The Right Could Still Capitalize on Democrats’ Lack of a Substantive Political Vision

Democrats’ midterm strategy was to campaign on issues where they had an edge and little else. If they don’t start to offer voters a meaningful comprehensive vision for the future, Republicans are poised to emerge victorious from the coming period of gridlock.

Republican supporter holds two flags outside of a polling site in Uvalde, Texas, on November 8, 2022. (Mark Felix / AFP via Getty Images)

The Friday before the midterm elections, the New Yorker ran a two-thousand-word article in which one Republican insider after another congratulated each other on the electoral “blowout” to come.

Instead, almost everywhere, Republicans did far worse than anyone expected, and significantly worse at the national level than the historical norm for the opposition party during midterms. Democrats will keep control of the Senate and the House of Representatives is still too close to call — it’s uncertain, but it looks likely the Republicans will take the House with a razor-thin majority.

Though that New Yorker article predicted a huge Republican victory, instead it now looks emblematic of something else: a Republican Party incapable of talking to anyone but itself.

Specifically, many Republican strategists claimed that anger at the Supreme Court’s overturning Roe v. Wade had peaked in the summer, and would play a diminished role in the elections. The results told a different story, with pro–abortion rights proposals succeeding across the country and antiabortion ballot initiatives failing in Montana and Kentucky. In Michigan in particular, a pro-choice ballot initiative was one factor in allowing Democrats to retake full control of the state government for the first time since the early 1980s. Overall, exit polls indicated that access to abortion remained a significant concern for voters on election day.
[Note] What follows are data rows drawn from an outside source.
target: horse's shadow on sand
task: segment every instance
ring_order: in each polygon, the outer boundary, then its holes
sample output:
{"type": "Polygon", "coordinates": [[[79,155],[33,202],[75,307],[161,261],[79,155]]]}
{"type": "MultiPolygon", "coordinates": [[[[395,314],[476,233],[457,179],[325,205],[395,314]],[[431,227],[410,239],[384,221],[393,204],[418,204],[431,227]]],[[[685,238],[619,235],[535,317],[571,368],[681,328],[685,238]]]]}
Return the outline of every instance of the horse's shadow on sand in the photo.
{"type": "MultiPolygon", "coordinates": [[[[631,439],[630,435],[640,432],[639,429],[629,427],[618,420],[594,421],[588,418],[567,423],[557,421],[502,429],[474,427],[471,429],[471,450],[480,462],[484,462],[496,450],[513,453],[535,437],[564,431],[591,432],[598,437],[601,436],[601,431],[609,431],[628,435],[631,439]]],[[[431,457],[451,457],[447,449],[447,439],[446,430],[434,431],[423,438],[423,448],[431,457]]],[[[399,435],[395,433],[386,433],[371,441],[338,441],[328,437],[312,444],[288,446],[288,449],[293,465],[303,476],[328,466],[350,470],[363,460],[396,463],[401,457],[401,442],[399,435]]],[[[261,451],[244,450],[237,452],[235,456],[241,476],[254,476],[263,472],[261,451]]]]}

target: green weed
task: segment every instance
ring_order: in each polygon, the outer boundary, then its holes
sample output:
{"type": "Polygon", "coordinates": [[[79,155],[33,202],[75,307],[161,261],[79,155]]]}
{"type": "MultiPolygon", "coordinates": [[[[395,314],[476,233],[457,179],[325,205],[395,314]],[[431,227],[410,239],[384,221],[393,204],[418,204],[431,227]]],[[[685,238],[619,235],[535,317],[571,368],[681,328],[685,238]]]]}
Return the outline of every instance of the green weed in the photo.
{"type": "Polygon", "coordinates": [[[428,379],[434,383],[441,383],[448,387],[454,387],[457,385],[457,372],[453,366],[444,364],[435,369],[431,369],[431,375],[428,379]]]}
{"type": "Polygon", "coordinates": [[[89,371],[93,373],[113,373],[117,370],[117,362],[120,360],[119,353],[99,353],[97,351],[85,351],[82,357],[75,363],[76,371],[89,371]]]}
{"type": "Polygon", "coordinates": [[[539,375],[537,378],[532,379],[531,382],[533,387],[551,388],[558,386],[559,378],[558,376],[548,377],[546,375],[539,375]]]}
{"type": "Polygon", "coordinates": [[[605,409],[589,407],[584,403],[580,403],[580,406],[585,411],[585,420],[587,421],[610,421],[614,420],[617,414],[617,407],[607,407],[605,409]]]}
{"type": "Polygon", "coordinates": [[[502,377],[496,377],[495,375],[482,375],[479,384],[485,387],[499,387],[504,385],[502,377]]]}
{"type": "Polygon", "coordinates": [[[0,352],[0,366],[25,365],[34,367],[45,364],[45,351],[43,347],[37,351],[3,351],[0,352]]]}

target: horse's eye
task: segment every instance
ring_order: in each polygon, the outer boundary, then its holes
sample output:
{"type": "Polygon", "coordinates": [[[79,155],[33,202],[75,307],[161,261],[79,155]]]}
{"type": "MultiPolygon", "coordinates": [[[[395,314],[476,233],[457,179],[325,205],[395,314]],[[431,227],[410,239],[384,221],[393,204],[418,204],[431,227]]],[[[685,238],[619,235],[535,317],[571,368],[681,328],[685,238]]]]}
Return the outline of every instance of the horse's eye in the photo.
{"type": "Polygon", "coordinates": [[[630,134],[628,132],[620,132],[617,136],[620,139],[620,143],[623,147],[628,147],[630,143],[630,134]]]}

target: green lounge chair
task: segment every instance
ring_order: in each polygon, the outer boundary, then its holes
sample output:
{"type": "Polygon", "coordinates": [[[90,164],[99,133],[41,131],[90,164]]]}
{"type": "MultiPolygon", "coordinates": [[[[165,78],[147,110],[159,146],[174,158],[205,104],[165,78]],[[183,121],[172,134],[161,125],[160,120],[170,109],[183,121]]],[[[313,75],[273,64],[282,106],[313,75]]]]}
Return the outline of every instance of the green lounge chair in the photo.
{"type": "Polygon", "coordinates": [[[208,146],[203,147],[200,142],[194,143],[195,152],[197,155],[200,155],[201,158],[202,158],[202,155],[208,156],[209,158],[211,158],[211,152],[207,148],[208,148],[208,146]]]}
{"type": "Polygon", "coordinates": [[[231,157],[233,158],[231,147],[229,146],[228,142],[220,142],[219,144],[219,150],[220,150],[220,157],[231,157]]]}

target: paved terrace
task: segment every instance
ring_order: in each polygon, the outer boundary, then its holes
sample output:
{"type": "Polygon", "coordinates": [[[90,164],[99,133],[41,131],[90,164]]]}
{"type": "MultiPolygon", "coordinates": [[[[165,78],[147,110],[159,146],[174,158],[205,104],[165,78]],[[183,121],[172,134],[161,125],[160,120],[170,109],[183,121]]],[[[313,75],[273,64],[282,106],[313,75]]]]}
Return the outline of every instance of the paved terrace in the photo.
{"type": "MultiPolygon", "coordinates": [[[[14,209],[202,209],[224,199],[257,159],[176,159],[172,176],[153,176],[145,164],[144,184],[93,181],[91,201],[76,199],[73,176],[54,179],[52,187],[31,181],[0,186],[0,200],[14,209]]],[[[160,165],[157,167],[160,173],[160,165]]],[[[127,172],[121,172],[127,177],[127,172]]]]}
If the Republicans’ anti-choice stance proved unpopular with voters outside the deep South, many Republican candidates’ refusal to accept the results of the 2020 presidential election alienated them even more. “Election deniers” have gained a disconcerting amount of power in the party, at least at the grassroots level (sometimes with cynical help from the Democrats). All but one candidate running to oversee elections on a “denier” platform lost. Those losses will put a dent in Donald Trump’s strategy to retake the presidency; it is rumored he’ll declare his candidacy for 2024 as soon as this week.

From Michigan to Nevada, the more voters in swing states heard from Republicans, the less they supported them. But it is still hard to draw any big conclusions from the midterms.

The results at a national level, while extremely close, will probably mean Republicans have more power in the next session of Congress than the previous one. Tuesday was much more a Republican loss than a Democratic victory. One of the few places Republicans made appreciable gains was in deep blue New York, where they picked up seats in the House of Representatives and came within spitting distance of capturing the governor’s mansion.

The midterms showed that the leaders of both parties are uninterested in presenting voters with a meaningful vision for the future, hoping instead to grind out narrow wins at the margins on the basis of one or two issues where they believe they have an edge. At any static moment in time, that looks like a stalemate. But it presents the danger of further rightward drift.

Through its corporate noise machine, its energized base, its greater discipline in maintaining currently unpopular positions, and its functionally infinite resources, the Right remains more skilled at setting the political agenda when it is out of office than Democrats are when they are in power. Perhaps even more importantly, the Right has effectively captured the judiciary, which in many ways now functions as the country’s real legislators — and no one in the Democratic Party has a real plan to challenge right-wing judges’ power.

Still, while the Right is currently better prepared to grind through it, the current stalemate is more structural than democratic. At least in 2022, there was no groundswell of popular support for anything the Republicans had to offer. Democrats avoided the worst. The question now is if they’ll muddle along through the right-leaning stalemate or make a real push to break from it.